IBD is thought to have a strong genetic component, since family history of IBD is the greatest risk factor for disease at all ages. IBD patients with a family history of disease often present at a younger age [6,7,8], are more likely to experience extra-intestinal manifestations [6], have perforating disease, and require longer follow-up compared to patients without family history [6, 7], likely reflecting an increased genetic liability to disease. Genetic analyses of pediatric cohorts are therefore useful in exploring genetic architecture of IBD.

Large genome-wide association studies (GWAS) of IBD have found more than 200 common loci associated with disease [9, 10]. Pathway analysis of associated loci has found an enrichment of immune system genes, especially those related to host response to microbes, and a great deal of overlap with other immune diseases [9]. Findings of studies of common variation in pediatric IBD cohorts generally echo findings in adult populations. One study of greater than 1000 pediatric-onset IBD cases and 1600 controls found slightly increased odds ratios for risk alleles also found in adult populations (including the well-known NOD2), and greater burden of these common variants was weakly correlated with earlier age of onset in CD [11].

A small proportion of disease liability has been explained by common variants in IBD—13.1% in CD and 8.2% in UC [9]—but the contribution of rare variants has not been assessed. This class of genetic variation is important because explosive growth of the human population in recent history has led to a corresponding excess of rare alleles [12], and most variants in protein-coding sequence are at low frequency [13,14,15]. The availability of public data sets allows us to compare whole-exome sequencing (WES) of a pediatric IBD cohort to other WES data [16] and to large databases containing population allele frequency information [15, 17]. We can further examine pathways implicated by genes annotated to these rare variants to gain greater understanding of IBD.

Results

Study participant characteristics

Relevant demographic and clinical characteristics are shown in Table 1 for the 368 cases with pediatric-onset IBD (<18 years of age at diagnosis) and 625 publicly available controls from the database of Genotypes and Phenotypes (dbGaP) whose data passed our quality control filters and principal components criteria (see Methods and Supplementary Fig. 1). The characteristics of the initial cohort of 517 pediatric-onset IBD cases (see Methods) are also available in Supplementary Table 1.

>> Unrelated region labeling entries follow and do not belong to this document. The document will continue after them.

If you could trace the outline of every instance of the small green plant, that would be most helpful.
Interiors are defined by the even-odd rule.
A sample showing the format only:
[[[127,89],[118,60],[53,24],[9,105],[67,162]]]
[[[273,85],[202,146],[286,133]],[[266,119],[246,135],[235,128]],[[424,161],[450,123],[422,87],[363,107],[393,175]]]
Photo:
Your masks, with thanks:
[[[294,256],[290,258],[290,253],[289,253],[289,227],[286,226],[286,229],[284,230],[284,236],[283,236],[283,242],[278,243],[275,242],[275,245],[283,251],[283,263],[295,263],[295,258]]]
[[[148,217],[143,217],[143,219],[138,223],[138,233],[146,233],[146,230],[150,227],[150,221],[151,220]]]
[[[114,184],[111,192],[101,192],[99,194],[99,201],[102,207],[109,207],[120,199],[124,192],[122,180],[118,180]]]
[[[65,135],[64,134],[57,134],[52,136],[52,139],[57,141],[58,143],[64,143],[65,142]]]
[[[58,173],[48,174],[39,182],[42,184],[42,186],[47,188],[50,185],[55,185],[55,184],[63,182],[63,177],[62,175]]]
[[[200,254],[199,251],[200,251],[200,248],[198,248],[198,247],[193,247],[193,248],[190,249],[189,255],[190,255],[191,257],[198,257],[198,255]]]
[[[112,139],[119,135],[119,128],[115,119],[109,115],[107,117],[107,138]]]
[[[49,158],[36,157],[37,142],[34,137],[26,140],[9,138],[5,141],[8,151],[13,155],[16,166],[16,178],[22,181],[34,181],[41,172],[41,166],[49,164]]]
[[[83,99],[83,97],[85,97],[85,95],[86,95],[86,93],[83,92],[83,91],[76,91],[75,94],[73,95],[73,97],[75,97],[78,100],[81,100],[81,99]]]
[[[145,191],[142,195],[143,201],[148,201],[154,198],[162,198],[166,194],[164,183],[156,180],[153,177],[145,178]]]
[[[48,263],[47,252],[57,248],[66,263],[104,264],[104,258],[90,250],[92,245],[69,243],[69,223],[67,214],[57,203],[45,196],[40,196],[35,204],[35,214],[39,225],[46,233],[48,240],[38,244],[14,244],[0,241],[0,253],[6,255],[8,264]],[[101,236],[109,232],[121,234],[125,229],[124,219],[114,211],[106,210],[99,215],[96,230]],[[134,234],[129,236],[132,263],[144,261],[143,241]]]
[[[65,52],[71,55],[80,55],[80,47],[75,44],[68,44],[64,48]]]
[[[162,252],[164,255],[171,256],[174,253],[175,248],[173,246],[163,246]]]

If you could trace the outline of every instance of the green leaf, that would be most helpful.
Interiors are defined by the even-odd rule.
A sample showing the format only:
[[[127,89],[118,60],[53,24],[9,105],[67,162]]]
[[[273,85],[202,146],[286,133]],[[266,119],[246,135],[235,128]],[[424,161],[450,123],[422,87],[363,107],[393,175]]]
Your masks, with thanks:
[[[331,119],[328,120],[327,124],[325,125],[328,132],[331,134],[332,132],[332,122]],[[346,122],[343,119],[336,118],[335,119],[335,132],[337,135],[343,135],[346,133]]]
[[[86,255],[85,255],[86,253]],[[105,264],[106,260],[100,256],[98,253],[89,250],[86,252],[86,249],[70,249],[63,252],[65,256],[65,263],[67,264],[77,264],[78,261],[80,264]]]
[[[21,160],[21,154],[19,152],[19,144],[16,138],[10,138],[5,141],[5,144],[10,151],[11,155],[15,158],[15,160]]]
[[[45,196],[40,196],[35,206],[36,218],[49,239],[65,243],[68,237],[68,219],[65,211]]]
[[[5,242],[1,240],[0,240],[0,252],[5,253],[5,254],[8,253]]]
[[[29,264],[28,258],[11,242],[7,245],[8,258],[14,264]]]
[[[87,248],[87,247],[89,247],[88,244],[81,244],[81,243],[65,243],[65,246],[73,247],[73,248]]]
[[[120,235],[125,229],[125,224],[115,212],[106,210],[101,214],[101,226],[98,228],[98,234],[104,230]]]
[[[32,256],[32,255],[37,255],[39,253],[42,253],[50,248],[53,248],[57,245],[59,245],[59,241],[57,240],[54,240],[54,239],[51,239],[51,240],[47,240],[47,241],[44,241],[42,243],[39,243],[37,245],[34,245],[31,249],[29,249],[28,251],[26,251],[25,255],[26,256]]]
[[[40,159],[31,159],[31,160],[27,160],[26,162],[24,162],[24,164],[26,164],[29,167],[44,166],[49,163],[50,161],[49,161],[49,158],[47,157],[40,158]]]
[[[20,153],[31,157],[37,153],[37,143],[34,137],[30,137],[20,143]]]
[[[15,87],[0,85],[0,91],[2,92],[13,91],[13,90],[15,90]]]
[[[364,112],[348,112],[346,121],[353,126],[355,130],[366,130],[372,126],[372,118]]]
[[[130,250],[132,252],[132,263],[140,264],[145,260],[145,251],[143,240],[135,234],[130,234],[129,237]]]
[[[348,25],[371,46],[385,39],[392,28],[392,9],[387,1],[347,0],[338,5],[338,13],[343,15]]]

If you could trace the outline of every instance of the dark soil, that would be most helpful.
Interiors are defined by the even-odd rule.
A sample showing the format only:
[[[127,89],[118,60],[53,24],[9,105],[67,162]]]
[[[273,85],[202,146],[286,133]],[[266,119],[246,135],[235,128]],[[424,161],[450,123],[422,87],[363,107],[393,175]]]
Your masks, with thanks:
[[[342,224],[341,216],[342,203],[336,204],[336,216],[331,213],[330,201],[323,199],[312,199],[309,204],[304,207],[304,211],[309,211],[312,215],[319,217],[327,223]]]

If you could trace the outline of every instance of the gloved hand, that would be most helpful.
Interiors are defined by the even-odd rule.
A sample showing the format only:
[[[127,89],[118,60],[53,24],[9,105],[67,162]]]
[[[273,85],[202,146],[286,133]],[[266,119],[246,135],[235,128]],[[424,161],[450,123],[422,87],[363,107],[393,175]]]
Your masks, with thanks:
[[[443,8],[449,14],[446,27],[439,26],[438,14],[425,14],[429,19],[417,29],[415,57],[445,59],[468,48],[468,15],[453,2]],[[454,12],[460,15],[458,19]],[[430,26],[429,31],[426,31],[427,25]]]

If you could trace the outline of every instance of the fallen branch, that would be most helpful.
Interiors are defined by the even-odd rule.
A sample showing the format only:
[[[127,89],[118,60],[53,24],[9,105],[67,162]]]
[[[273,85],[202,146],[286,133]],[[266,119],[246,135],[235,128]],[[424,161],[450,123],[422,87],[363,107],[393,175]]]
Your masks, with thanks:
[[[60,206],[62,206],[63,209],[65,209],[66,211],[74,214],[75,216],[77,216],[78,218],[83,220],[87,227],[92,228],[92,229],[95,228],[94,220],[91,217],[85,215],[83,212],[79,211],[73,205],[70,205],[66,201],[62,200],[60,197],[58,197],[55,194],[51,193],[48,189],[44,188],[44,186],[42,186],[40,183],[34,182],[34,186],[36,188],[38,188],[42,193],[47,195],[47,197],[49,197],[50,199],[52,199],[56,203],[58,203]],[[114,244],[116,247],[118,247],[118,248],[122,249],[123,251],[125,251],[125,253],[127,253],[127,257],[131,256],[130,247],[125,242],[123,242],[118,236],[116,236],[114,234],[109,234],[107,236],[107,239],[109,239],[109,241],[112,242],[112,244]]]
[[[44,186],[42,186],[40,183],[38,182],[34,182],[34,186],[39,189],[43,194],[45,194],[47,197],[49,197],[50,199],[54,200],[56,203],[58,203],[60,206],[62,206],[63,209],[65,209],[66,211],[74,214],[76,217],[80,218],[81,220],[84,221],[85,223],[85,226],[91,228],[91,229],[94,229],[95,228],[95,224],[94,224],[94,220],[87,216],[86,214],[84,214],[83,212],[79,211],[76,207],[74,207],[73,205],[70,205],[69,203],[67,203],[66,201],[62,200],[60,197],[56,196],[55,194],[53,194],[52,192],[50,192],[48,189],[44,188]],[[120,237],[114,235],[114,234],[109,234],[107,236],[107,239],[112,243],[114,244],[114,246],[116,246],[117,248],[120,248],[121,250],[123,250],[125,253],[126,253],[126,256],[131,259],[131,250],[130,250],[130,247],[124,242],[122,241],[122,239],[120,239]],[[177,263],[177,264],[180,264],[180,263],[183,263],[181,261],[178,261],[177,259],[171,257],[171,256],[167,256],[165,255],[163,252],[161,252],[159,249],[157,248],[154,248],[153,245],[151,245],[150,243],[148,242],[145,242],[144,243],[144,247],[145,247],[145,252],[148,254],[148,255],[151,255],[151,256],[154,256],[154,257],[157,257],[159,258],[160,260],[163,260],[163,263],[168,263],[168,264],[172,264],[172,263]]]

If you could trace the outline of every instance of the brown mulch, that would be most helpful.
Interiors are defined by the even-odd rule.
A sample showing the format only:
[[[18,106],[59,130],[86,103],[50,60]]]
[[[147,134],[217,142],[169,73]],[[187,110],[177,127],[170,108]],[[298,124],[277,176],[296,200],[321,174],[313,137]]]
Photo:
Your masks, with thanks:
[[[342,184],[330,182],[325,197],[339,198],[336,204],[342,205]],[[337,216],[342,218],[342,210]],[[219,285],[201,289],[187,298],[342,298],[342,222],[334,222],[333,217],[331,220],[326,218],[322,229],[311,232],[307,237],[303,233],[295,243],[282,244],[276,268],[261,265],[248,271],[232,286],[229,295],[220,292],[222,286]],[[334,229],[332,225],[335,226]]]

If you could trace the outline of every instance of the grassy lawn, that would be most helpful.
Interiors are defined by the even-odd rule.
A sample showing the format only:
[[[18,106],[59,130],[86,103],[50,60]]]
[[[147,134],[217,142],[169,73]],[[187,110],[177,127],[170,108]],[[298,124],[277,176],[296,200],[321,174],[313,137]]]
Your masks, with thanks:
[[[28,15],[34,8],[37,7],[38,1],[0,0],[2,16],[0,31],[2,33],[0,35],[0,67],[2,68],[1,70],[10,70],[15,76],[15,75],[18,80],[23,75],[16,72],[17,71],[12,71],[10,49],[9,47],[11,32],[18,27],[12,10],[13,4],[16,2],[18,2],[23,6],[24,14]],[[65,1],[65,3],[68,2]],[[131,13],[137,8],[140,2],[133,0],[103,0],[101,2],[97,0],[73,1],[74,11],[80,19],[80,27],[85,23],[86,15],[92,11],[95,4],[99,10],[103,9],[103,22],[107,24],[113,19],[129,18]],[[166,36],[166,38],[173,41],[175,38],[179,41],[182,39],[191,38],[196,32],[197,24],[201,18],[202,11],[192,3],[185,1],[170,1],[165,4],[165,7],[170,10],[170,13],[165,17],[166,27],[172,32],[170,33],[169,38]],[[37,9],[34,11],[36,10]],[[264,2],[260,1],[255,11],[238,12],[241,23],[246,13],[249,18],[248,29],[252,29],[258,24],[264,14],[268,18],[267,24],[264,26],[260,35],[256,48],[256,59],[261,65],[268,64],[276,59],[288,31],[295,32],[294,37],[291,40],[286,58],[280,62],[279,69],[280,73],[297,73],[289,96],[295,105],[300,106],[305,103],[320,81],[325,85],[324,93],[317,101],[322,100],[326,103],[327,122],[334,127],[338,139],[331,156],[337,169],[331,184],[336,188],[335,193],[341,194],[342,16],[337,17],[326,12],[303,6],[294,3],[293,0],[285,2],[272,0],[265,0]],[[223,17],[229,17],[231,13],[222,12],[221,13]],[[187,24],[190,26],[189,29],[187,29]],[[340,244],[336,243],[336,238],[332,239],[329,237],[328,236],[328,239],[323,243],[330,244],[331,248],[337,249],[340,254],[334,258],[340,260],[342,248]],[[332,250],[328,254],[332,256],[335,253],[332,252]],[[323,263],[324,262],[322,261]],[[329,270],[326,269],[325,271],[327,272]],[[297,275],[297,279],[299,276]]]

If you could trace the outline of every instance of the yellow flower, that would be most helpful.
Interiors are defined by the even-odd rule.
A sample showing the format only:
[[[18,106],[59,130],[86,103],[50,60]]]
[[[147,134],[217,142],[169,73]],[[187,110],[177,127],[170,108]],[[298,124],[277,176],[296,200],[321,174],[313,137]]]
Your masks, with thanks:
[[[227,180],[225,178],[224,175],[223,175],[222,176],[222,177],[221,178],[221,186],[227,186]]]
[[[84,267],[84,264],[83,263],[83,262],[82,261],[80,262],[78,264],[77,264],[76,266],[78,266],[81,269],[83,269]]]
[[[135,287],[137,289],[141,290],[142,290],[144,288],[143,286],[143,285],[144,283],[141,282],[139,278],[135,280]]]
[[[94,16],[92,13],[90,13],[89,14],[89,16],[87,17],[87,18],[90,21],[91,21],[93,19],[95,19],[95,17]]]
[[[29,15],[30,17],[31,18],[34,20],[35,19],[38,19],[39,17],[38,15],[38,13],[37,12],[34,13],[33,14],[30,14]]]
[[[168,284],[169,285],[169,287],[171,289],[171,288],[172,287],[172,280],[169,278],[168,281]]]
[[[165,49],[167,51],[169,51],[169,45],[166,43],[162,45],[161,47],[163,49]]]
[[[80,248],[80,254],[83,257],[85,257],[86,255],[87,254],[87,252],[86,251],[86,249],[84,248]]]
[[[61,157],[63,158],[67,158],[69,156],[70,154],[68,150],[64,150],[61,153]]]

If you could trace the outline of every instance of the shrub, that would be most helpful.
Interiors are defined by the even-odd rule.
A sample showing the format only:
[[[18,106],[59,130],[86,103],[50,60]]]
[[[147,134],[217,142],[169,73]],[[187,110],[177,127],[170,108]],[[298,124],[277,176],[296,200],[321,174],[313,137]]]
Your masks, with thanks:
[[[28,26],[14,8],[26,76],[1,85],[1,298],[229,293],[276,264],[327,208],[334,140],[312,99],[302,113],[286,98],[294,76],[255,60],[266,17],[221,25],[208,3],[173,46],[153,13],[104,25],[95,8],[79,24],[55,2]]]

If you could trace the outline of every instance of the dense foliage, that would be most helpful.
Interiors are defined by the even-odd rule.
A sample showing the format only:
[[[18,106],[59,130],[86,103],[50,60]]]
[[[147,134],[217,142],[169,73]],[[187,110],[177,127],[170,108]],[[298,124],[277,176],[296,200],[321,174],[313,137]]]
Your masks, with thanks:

Table 1 Clinical and demographic characteristics of samples with exome sequencing data used in analysis

Common variants (MAF>0.05)

Using logistic regression to compare sites with minor allele frequency (MAF) > 0.05 between the 368 pediatric-onset IBD cases and 625 publicly available controls, we found no sites that reached genome-wide significance after genomic control (p < 2E-06, Figure 1 and Table 2). However, 14 out of the top 20 sites were within known CD- or IBD-associated loci (full list of loci from Jostins 2012 [9] and Liu 2015 [10] available as Supplementary Table 2). Nine variants were around the locus containing CARD9, a gene associated with both CD and UC (Supplementary Fig. 2), and three variants were near the locus containing CD-associated NOD2. Two protective variants also appeared at other CD loci in ADAM30 and NOTCH2. Genes annotated to the top 20 sites that also appeared in our list of genes involved in neutrophil function (Supplementary Table 3) included NOD2 and CARD9, which have key roles in anti-bacterial and anti-fungal functions of monocytes and macrophages.

Fig. 1
figure 1

Manhattan plot of p-values from logistic regression (with significant principal components and sex as covariates) comparing frequency of exome sequencing common variants in pediatric IBD cases to controls from dbGaP

Table 2 Top 20 most significant loci found in our common variant logistic regression

Pathway enrichment

Many of the pathways we found in our ClueGO pathway enrichment analysis that were implicated by the top 200 most significant annotated genes were immune-related (Table 3 and Fig. 2). The largest network of significant gene ontology (GO) terms included regulation of production of molecular mediators of immune response, as well as regulation of cytokine and tumor necrosis factor production. Terms related to regulation of leukocyte-mediated immunity, cytotoxicity, and apoptosis were also significant. Other associated pathways related to the theme of cell killing included positive regulation of apoptotic cell clearance and regulation of complement activation. Regulation of keratinocyte proliferation, Ras signal transduction, and muscle cell and neural crest cell development were also implicated.

Table 3 Significantly enriched pathways in the top 200 most significant genes in our common variant (dbGaP) analysis
Fig. 2
figure 2

Pathway enrichment of the genes annotated to the top 200 most significant common genes tested in our logistic regression

Rare variants (MAF<0.05)

Optimal unified association test (SKAT-O) analysis of rare variants

Using the same IBD and dbGaP cohorts, we tested rare variants with combined annotation dependent depletion (CADD) scores [18] greater than 10 to see if any genes were significantly enriched with these possibly pathogenic variants. The only genome-wide significant gene (p < 2E-05) was the well-known NOD2 (Table 4A). When we tested enrichment of variants in loci associated with IBD, the only significant list was the Crohn’s-disease-associated loci (p = 0.009, Table 4B). We also found a suggestive relationship between case status and rare variants in 144 genes that have been implicated in neutrophil function (p = 0.05, Table 4C).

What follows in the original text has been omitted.